Gardening in the high desert climate is a challenge. Yucca Valley area is in the 8B hardiness zone. I have gardened in Zone 9-10 which has been a breeze compared to 8B zone. I haven't had much luck with vegetable gardening. The weather and the critters have made the effort a failure. Still one can continue to try and see what is possible and not. Gardening is like witnessing alchemy in action. The constant transformation of plant life appears to me as magic unfolding. The various fruit trees I planted the year before and largely watered with recycled gray water answered back in spring with lovely blossoms. Almond tree blossoms, plum tree blossoms and peach tree blossoms are delicate and stunning. And the bees show up in droves feasting on the flowers and other creatures also visit.
Aliens are here.
This young grasshopper
lived underneath the
persimmon tree leaves.
The moth visitor.
Almond tree blossoms in the high desert. The strong high desert wind caused almost all the petals fall so only couple almonds fruited and the birds got them early before the nuts fully matured.

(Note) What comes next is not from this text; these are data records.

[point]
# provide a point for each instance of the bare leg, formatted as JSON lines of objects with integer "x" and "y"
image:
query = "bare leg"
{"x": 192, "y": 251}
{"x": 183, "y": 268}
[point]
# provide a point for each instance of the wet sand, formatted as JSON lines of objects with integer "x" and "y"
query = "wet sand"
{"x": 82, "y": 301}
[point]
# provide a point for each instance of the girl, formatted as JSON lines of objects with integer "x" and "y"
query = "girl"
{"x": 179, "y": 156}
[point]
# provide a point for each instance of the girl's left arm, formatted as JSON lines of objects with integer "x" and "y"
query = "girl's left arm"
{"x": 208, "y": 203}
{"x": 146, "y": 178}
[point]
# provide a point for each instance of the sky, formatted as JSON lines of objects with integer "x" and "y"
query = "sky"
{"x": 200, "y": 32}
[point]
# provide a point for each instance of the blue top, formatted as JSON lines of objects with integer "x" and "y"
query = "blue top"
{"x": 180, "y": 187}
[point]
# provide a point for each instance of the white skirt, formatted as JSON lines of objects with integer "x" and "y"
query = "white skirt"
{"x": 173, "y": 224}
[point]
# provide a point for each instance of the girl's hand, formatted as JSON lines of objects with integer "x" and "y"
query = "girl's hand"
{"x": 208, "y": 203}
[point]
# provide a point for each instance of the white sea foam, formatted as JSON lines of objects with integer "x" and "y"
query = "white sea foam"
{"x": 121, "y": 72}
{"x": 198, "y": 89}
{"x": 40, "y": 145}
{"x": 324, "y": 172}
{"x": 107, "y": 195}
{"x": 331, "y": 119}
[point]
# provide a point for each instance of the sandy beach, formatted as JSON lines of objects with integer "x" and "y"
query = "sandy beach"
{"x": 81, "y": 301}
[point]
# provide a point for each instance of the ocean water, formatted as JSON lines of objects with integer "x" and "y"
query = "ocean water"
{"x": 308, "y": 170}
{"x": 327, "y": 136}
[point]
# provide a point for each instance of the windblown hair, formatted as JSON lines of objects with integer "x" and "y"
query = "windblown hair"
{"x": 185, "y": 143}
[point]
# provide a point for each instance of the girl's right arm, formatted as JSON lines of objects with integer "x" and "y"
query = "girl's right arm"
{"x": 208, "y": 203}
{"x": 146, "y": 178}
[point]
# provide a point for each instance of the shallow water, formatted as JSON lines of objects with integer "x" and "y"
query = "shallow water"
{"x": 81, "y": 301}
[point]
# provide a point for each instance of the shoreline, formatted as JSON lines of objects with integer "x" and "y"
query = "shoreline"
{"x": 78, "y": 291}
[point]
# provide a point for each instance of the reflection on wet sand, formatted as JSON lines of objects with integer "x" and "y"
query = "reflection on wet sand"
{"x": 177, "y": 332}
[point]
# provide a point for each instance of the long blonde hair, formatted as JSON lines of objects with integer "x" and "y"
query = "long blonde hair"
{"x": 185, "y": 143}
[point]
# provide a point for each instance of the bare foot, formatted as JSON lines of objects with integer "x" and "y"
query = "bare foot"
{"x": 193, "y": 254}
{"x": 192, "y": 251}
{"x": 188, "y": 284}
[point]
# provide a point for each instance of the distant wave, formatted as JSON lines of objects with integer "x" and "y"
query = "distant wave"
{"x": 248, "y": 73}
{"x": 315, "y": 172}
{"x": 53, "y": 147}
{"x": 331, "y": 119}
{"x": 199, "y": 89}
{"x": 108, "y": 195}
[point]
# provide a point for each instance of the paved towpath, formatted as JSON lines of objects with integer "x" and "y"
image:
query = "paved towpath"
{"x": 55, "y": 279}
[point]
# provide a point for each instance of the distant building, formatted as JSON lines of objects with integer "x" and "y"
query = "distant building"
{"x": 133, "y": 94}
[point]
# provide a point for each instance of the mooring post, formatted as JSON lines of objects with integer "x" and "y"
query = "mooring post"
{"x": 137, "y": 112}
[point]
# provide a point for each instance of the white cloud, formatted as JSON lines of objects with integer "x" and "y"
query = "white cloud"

“People from a planet without flowers would think we must be mad with joy the whole time to have such things about us.”
~Iris Murdoch
Be mad with joy? Iris Murdoch must have adored flowers. A video I made featuring my sister and the beauty of flowers.
Peach tree blossoms after being planted into the ground the year before.
Ta da...magic! The peaches were very sweet...
the birds and squirrels enjoyed most of them.
Comice
I think of Issa often these days, his poems about the loneliness of fleas, watermelons becoming frogs to escape from thieves. Moon in solstice, snowfall under the earth, I dream of a pure life.
Issa said of his child, she smoothes the wrinkles from my
heart. Yes, it's a dewdrop world. Inside the pear, there's a paradise we
will never know, our only hint the sweetness of its taste.